The Thames is a majestic thing, rising and falling with the tides as though the city itself is inhaling and exhaling, but its topographical dominance can distract from the fact that it’s just one (albeit a mighty one) of many London rivers. To be fair, all the others are small tributaries, long since built over and so now mostly hidden deep below street level. The majority slip quietly into the Thames from some gloomy riverbank tunnel, like the River Fleet, whose exit can be seen under the northside of Blackfriars Bridge if you crane your neck at low tide.

If you really can’t wait...

Some London marketside pubs, like the Market Porter on the edge of Borough Market, are licensed to serve alcohol from 7am, to cater for night shift workers who are finishing up. Most of the capital's pubs start serving at 11am, though generally speaking this isn’t a city where you’re likely to have difficulty locating alcohol if you really want it.

A pub sign for the Market Porter pub. You don't need to be a market porter to enjoy a 7am pint of beer - but it probably helps © Neil Setchfield / Lonely Planet

The Vikings occupied London

Viking raiders repeatedly attacked London from the late 800s to the early 1000s, and on at least two occasions defeated the local defences and became an occupying force (once in 871 and again in 1013). In 1016 the entire country fell under the control of King Cnut, who, though a warrior king from Denmark, wasn’t technically a Viking, though Vikings did answer to him (it’s complicated).

We could be heroes

Like all cities, London tips its cap to important historical figures through statues and the like, but it also saves room for more humble folk. Postman’s Park contains the Memorial to Heroic Self-Sacrifice, which is made up of plaques commemorating ordinary Londoners who showed extraordinary valour, like Alice Ayres, who saved three children from a burning house on Union Street in 1885, at the cost of her own young life. Bring a tissue.

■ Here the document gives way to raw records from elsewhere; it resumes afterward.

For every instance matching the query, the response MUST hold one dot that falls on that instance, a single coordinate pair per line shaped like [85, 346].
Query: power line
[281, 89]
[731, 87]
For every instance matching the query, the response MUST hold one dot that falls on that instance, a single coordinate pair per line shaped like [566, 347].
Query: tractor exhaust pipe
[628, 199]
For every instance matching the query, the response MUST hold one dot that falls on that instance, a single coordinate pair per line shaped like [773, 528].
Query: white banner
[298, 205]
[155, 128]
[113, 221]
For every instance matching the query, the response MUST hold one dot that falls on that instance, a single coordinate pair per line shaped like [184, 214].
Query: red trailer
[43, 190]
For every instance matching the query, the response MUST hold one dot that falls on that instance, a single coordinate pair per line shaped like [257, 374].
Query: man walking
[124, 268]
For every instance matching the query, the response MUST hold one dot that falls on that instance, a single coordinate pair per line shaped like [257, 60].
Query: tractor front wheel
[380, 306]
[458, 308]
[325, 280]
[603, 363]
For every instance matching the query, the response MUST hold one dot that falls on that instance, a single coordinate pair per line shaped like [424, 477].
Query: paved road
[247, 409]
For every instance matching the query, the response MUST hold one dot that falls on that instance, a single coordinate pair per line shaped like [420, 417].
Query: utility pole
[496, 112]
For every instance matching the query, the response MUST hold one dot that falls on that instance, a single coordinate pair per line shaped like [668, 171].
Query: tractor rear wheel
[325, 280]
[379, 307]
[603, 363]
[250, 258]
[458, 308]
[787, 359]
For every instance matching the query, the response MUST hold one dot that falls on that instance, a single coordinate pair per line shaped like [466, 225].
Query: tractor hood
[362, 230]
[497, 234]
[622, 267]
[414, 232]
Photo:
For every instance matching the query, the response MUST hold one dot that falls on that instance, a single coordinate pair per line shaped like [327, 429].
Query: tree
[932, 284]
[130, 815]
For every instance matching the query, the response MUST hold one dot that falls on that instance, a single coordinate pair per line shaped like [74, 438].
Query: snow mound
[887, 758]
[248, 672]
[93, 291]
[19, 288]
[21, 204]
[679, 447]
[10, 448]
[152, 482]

The Postman's Park in central London. Postman's Park's Wall of Heroic Self Sacrifice is a moving tribute to ordinary Londoners © Will Jones / Lonely Planet

Follow your nose and keep your ears to the ground

London is positively brimming with art – and not all of it commissioned. Head out and explore, and you might discover one of the London Noses, a public art installation by Rick Buckley, who affixed plaster replicas of his nose to random walls around the city. Another artist called Tim Fishlock has done something similar – only he went for ears. Perhaps the most unusual though is the artist known as the Chewing Gum Man (aka Ben Wilson) who creates tiny works of art by painting discarded gum dropped on the streets of London, including on the popular Millennium Bridge.